Two years ago, federal regulators decided to establish some formal rules for methane emissions. Regulators hoped that the rules would empower public inspectors to ensure that gas rigs are minimizing leaks and protecting the environment.

These rules — known in bureaucratic gobbledygook as the "New Source Performance Standards OOOOa" — established plenty of reasonable controls: certification of vent systems, caps on emissions volumes, safety rules for storage vessels, and so on.

However, these standards also set up some unnecessary mandates without any environmental purpose. One particularly egregious example? Both state and federal regulators can conduct their own, separate environmental reviews of drilling rigs.

Likewise, the standards require new emissions technologies to be approved at each site where they're used. That would be an extraordinarily expensive, time-consuming.

The same goes for emissions reduction equipment. One evaluation ought to be enough.

These excess rules sap time and capital that could be put towards building new rigs and further expanding production.

Companies are spending money on compliance that could be going towards new jobs and higher salaries.
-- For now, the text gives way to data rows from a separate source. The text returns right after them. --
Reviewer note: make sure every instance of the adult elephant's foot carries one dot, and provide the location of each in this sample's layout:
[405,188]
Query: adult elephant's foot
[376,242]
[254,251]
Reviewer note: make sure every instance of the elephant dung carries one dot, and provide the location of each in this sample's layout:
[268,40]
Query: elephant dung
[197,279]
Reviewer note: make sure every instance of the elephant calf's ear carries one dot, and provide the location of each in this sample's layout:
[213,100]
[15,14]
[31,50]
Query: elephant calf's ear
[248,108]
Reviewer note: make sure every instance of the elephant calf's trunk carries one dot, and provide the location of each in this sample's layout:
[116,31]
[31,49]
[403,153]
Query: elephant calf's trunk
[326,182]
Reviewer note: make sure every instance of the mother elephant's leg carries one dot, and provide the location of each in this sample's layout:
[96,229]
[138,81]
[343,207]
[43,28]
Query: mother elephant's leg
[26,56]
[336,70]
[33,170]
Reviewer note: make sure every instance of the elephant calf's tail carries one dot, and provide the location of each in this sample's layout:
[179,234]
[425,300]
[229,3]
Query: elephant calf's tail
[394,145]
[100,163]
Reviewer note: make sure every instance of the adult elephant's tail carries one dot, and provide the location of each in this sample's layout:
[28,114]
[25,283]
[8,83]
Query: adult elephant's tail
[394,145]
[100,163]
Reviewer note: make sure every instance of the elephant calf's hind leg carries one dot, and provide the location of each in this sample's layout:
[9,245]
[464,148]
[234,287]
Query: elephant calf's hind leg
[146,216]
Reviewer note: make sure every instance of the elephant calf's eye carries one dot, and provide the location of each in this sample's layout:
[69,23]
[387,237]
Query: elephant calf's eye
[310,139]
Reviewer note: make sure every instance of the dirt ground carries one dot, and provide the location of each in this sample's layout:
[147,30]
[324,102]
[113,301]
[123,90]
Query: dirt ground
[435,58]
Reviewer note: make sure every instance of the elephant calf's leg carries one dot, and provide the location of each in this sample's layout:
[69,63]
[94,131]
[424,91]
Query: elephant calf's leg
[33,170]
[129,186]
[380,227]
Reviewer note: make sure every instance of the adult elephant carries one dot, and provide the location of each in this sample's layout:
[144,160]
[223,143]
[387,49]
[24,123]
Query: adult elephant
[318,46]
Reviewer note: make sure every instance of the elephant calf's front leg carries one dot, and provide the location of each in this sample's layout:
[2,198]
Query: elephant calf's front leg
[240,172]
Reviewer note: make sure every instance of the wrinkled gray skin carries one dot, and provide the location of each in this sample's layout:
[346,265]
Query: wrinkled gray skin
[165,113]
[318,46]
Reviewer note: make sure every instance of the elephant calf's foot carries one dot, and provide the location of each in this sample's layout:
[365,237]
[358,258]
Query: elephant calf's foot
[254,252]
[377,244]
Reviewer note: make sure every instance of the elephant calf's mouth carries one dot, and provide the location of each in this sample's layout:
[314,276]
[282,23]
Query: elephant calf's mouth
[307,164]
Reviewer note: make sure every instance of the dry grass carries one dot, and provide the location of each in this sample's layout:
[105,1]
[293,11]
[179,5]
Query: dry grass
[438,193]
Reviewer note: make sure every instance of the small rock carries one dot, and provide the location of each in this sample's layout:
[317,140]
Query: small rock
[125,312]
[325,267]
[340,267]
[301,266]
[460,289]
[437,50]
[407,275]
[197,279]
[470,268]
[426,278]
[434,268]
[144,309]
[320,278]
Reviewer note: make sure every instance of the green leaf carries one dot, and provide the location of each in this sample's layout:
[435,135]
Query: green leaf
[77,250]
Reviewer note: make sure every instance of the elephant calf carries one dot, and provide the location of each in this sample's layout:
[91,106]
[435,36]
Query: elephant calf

The oil and natural gas industry accounts for nearly 8 percent of national GDP — hampering its operations hurts the economy as a whole.

In September, the EPA announced they'd be reforming the methane rules, selling their efforts as a serious streamline.

But this package simply ignores the major sources of duplicative regulations. Regulators whiffed on a rare opportunity to provide serious economic relief to an industry that puts Americans to work and keeps their utility bills low.

That failure has environmental costs as well.

Natural gas is a natural, cheaper replacement for coal and emits about half as much carbon. According to the U.S. Energy Information Administration, total annual emissions have fallen 14 percent since 2005 "mainly because more electricity has been generated from natural gas than from other fossil fuels."

There's still time for the EPA to make good on its promises, as this "reform" package has not been finalized. Regulators ought to cut the red tape and allow the natural gas industry to power the American economy to new heights.